« Libérer la croissance » ? Belle idée, mais il eût fallu plus de liberté de pensée
Étrange mélange que ce rapport Attali : d’un côté une vision claire du XXIe siècle et des priorités (éducation, entrepreneuriat, écologie...) ; de l’autre, des tombereaux de solutions qui auraient été de grande portée au début des années 70. Certaines, bien sûr, restent pertinentes...
Il y a du bon, bien sûr, j’y reviens plus loin.
Mais il n’y a presque rien sur la nouvelle économie de la gratuité ; il n’y a presque rien pour dénoyauter le système technocratique d’État qui bloque le pays (le président de la commission a un point commun avec ses deux rapporteurs : ils sont énarques). Rien ou presque, sur la mondialisation comme flux d’échanges immatériels. Rien sur les capacités politiques du citoyen, malgré des incantations : dans ce rapport, c’est le préfet qui fait tout, qui au nom de l’intérêt général sauve toutes les situations.
Et il y a en revanche des pages de lavasse lobbystique, comme le stupéfiant pensum contre le principe de précaution.
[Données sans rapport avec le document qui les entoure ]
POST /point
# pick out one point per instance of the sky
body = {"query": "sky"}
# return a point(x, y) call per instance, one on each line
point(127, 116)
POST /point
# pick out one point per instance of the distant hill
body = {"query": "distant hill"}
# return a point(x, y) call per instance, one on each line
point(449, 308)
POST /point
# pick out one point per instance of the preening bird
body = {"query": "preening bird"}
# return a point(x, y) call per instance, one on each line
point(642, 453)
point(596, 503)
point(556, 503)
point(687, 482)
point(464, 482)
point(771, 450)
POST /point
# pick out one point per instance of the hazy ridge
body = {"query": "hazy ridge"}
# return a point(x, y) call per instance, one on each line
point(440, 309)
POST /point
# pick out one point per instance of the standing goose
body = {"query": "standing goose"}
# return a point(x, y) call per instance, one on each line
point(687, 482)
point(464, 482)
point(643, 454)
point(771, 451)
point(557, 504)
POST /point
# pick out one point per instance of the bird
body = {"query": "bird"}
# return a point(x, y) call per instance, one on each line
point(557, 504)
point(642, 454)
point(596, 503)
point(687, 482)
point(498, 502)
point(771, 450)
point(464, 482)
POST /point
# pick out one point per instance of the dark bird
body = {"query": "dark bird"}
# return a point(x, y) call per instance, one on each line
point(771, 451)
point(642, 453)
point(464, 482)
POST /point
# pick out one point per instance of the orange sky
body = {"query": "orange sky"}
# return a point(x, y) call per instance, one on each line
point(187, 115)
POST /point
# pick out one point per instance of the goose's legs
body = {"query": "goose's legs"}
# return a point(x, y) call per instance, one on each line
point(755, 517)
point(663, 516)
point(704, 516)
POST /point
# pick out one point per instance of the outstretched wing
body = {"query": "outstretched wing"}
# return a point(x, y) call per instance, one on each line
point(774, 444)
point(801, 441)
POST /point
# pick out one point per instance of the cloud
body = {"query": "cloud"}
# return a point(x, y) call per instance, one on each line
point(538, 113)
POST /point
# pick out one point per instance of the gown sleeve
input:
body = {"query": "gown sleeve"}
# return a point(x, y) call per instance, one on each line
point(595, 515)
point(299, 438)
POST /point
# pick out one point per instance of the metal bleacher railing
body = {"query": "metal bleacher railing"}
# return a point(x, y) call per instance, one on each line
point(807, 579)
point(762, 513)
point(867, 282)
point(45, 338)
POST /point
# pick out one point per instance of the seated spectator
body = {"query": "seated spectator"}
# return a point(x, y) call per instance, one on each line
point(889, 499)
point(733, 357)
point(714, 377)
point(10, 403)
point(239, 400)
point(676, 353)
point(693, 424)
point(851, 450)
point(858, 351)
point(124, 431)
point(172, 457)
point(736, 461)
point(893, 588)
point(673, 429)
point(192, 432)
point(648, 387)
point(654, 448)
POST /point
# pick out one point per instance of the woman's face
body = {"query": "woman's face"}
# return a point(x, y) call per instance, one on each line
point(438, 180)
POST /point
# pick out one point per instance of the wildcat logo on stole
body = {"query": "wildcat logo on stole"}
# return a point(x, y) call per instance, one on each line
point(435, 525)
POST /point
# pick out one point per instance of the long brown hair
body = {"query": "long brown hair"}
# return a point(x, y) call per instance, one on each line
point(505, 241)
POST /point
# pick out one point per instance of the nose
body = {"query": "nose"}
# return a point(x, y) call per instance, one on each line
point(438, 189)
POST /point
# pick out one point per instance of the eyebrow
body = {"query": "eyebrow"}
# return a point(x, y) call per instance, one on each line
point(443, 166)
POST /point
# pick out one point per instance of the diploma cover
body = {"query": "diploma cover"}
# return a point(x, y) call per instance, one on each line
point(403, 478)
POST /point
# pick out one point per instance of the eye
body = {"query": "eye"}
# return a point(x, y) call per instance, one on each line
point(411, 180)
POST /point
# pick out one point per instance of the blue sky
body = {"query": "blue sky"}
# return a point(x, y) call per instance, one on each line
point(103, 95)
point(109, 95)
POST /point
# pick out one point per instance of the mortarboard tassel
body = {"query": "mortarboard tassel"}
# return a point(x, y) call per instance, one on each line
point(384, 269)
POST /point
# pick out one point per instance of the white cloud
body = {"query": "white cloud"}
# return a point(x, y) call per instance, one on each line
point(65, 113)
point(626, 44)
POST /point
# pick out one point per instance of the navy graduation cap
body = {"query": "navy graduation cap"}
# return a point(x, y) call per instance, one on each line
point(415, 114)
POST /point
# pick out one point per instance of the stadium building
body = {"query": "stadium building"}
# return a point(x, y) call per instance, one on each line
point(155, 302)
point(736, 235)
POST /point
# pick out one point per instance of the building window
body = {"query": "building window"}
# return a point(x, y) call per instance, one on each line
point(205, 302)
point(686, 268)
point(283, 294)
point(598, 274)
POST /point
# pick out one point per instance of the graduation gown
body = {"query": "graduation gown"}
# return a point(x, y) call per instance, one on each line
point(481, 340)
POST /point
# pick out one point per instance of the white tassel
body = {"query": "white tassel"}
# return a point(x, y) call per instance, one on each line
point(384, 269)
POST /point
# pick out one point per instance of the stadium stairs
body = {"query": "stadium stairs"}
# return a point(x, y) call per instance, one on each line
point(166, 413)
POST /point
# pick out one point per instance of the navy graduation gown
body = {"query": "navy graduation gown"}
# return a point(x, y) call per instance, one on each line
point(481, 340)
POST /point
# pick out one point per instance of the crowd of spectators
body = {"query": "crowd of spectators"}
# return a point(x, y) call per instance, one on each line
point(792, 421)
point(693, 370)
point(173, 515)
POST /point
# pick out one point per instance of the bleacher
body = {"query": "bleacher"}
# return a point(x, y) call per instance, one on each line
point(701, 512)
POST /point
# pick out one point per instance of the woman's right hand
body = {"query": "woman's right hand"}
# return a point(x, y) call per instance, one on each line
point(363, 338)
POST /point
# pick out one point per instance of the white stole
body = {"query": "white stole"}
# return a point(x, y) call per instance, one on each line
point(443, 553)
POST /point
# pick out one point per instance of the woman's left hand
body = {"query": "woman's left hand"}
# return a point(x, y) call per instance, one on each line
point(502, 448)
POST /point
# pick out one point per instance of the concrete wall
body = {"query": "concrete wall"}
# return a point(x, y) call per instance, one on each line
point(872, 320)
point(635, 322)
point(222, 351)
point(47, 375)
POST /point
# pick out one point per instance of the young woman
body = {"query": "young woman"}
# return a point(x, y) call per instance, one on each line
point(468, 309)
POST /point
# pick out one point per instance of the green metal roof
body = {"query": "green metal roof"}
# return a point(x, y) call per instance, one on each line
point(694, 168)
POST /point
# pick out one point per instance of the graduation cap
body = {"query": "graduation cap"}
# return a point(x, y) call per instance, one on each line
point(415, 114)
Parmi les 44 membres de la commission, à voir leurs photos, j’ai l’impression n’y a pas un moins de 40 ans, pas un étranger de pays pauvre ou émergent, peut-être pas un autodidacte, guère plus d’un ou deux provinciaux, et je crois, zéro personne du monde de la culture et du sport, pas loin de zéro militant associatif - le "milieu associatif" est représenté, mais à travers des lobbies, disons poliment des fédérations.
Qu’est-ce que ça pouvait donner, comme libération ?
Car c’est le meilleur du rapport - son titre.
"Libérer" la croissance, ce n’est pas aller la chercher avec les doigts, c’est donner aux Français, qui ne demandent pas mieux, la possibilité d’entreprendre.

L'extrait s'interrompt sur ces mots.